This thread has been locked.

If you have a related question, please click the "Ask a related question" button in the top right corner. The newly created question will be automatically linked to this question.

TMS320F28379D: Addition on FPU seems slower than sin() on TMU?

Part Number: TMS320F28379D

Dear Champs,

I am asking this for our customer.

The user is optimizing their codes in speed.

They tried to compare the speed of a simple addition on FPU and sin() on TMU and found sin() is faster than the addition (i += 1.1).

Just wonder it makes sense?

Do you have any comment?

Wayne Huang

  • Wayne,

    I presume optimization is disabled? Can you look at the disassembly? That will tell you what is going on. Float add is 1 cycle, and sinpuf32 is 4 cycles. So surely there are multiple instructions involved (e.g. for the add, read, add, store). The sine loop is operating on the same value, the compiler might optimize this but it depends on the settings and if Time_V2 is a volatile. The numbers are in the same range, so that tells me the compiler isn't optimizing it out.

    Thanks,

    Sira 

  • Dear Sira,

    The user was doing more labs.

    CPU Timer period is 100000.

    That is, if GH_Timer_us is 90000, it means addition takes 100000-90000 = 10000 counts.
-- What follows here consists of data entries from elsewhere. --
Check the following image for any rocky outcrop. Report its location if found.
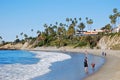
[97,34,120,49]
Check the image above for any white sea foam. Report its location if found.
[0,51,71,80]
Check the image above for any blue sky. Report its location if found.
[0,0,120,41]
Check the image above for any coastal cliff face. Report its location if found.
[97,34,120,50]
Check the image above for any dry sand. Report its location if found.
[34,47,120,80]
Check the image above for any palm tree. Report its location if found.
[37,30,41,36]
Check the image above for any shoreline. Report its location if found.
[31,47,120,80]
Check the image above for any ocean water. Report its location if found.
[0,50,70,80]
[0,50,104,80]
[0,50,39,65]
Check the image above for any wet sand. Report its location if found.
[32,47,120,80]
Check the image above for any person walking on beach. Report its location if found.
[84,57,88,73]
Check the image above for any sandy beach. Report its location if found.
[34,47,120,80]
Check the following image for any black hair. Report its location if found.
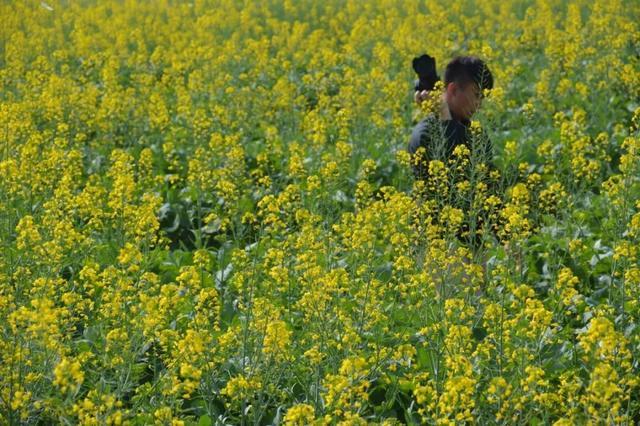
[444,56,493,90]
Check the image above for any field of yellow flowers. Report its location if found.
[0,0,640,426]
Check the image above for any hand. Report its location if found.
[413,90,451,120]
[413,90,429,105]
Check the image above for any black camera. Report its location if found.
[413,53,440,92]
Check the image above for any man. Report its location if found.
[408,55,493,179]
[408,55,494,260]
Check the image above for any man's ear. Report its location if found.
[447,81,458,96]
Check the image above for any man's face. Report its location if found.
[447,82,482,120]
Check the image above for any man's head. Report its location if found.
[444,56,493,120]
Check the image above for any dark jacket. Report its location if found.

    If Ori_Time_us is 90000, it means sin() takes 100000-90000 = 10000 counts.

    Compiler is V18.12.7.LTS

    Addition is changed to "Time_V1 = Time_V1 + Timer_V1;"

    For loop is changed to 2000 times to avoid underflow.

    1. If it's without optimization, the result shows the time for addition is similar to that for sin().

    2. Much to our surprise, the result shows the time for sin() is much shorter than that for addition if below optimization is used.

    Do you have any comment?

    Wayne Huang

  • Wayne,

    So basically in the case with optimization, the sine loop takes about 8000 cycles, for 2000 iterations i.e. 4 cycles/iteration, which is how long the sinpuf32 instruction takes.

    In the case with optimization, the add loop takes about 14000 cycles, for 2000 iterations i.e. 7 cycles/iteration.

    The disassembly for the add loop looks strange to me. I am still trying to make sense of it. Please give me until Monday to get back to you.

    Meanwhile, can you tell me what how Time_V1 is defined. Is it a volatile float?

    Thanks,

    Sira

  • Dear Sira,

    It's as follows.

    float  Time_V1, Time_V2, Time_V0;

    Wayne Huang

  • Wayne,

    The compiler is generating instructions that basically do the following:

    write the result to memory (R0H -> memory)

    load a register from the same memory location (memory -> R1H) - this results in a stall given the above write operation needs to finish

    perform the addition (R0H = R0H + R1H) - this is anyway a 2p cycle instruction

    Thanks,

    Sira

  • Wayne, I want to send this test case (the addition loop) to the compiler team so we can understand why there is an intermediate write to memory and read from memory, instead of just having register to register transfers, given the fixed known length of the loop.

    So can you please send me the Compiler version? Is code running out of Flash or RAM?

    Thanks,

    Sira

  • Dear Sira,

    Compiler is V18.12.7.LTS

    The codes were running on RAM (moved from flash and run on RAM).

    No interrupt was used.

    void main(void)

    {

      Device_init();

      Device_initGPIO();

      ...

      ...

    for(;;)

    {

           mainLoop();

    }

    }

     

    mainLoop() is executed on RAM as below.

    And the comparison codes we are discussing are in mainLoop().

    #pragma CODE_SECTION(mainLoop,".TI.ramfunc");

    void mainLoop(void)

    {

       …

      …

    }

    Wayne Huang

  • Thank you, Wayne.

    Thanks,

    Sira

  • Wayne,

    I have filed a JIRA for this issue to be addressed. I will go ahead and close this ticket.

    Thanks, Sira